US policy has made it nearly impossible for Cubans to legally immigrate; it rejects 95% of Cuban's applications, encouraging illegal migration instead. This situation led to the attempted hijackings.

Fajardo pointed out that these incidents do not reflect widespread disillusionment with the government. He pointed to rallies of 600,000 in Havana and over 200,000 in the central Cuban town of Camaguey, in commemoration of the police officer as proof of this.

The barrage of US propaganda transmitted through the Florida-based Radio Marti has recently escalated with calls encouraging the hijackings and inciting Cubans to rise up against their government. Fajardo said that although the economic blockade and propaganda campaigns have long been US policy, the recent intensification of this strategy together with the plans to invade Haiti has the Cuban government greatly concerned.

Cuba has called for peaceful negotiation to find a solution for Haiti.
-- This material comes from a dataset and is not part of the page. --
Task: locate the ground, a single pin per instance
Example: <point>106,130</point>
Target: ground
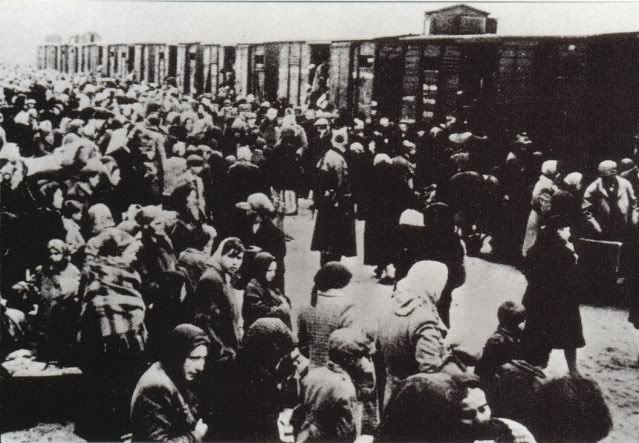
<point>609,356</point>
Fajardo said that a US-established "democracy" in Haiti would allow it even greater influence in the region and would put even more pressure on Cuba, just 77 kilometres away from Miami.

With its illegal Guantanamo naval base on Cuba, the US would be in a perfect position to intervene in Cuba on the grounds of "instability", Fajardo said.

"If this should occur, I can tell you, Cubans, regardless of their ideologies and politics, would stand together to defend our sovereignty against the United States' attempt to reclaim us as one of their semi-colonies."